Fast forward another twenty some years. My parents go to Israel and they connect with the family. This time it is different. Email addresses are exchanged and the family uses Facebook to connect. Social media to the rescue, who knew.
This past week my uncle’s youngest son and wife came to the U.S. It was their first trip to the U.S. and we had an awful lot of fun together. But something else happened while they came that sticks out, that I am processing.
They brought pictures with them- old pictures. We got a chance to see my uncle as a boy, as a soldier, father and grandfather etc. It was the whole progression of life. It was very cool and I really appreciated having the opportunity to “meet” aunts, uncles and cousins that I had never heard of.

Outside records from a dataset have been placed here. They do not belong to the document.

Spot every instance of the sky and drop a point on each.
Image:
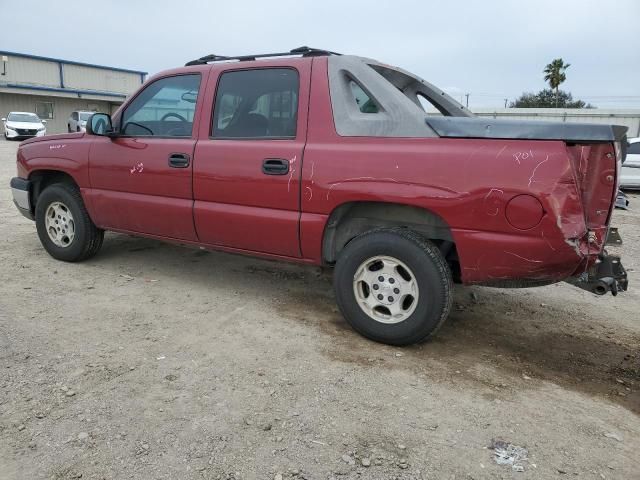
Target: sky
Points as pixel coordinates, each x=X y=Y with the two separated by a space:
x=492 y=49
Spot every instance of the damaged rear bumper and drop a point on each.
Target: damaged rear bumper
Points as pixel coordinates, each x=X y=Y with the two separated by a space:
x=606 y=275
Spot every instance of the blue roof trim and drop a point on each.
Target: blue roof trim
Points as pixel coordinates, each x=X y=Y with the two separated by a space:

Now it may be that my great grandfather knew about all of the siblings and their children. Remember that his father got remarried and had more kids. Remember that communication was challenging. But looking at some of these photos with my cousins I found myself asking questions that I couldn’t answer.
My great-grandpa has been gone for decades- there aren’t old letters that we can read or refer to and all of his children are gone. But that is not what bothers me. What bothers me was seeing photos of family that was murdered. Pictures of relatives slaughtered by the Nazis decades before I was born.
Hard not to look at them and wonder who they would have become or what they would have done with their lives.
But it also helps to explain why I enjoyed taking pictures with my cousin and why I smiled so broadly as my kids talked to their Israeli relatives. Because it was one more way for us to tell Hitler and his ilk to go fuck themselves. We’re here, they are gone, period end of story.
And more importantly a branch of the tree has been restored. Life is good.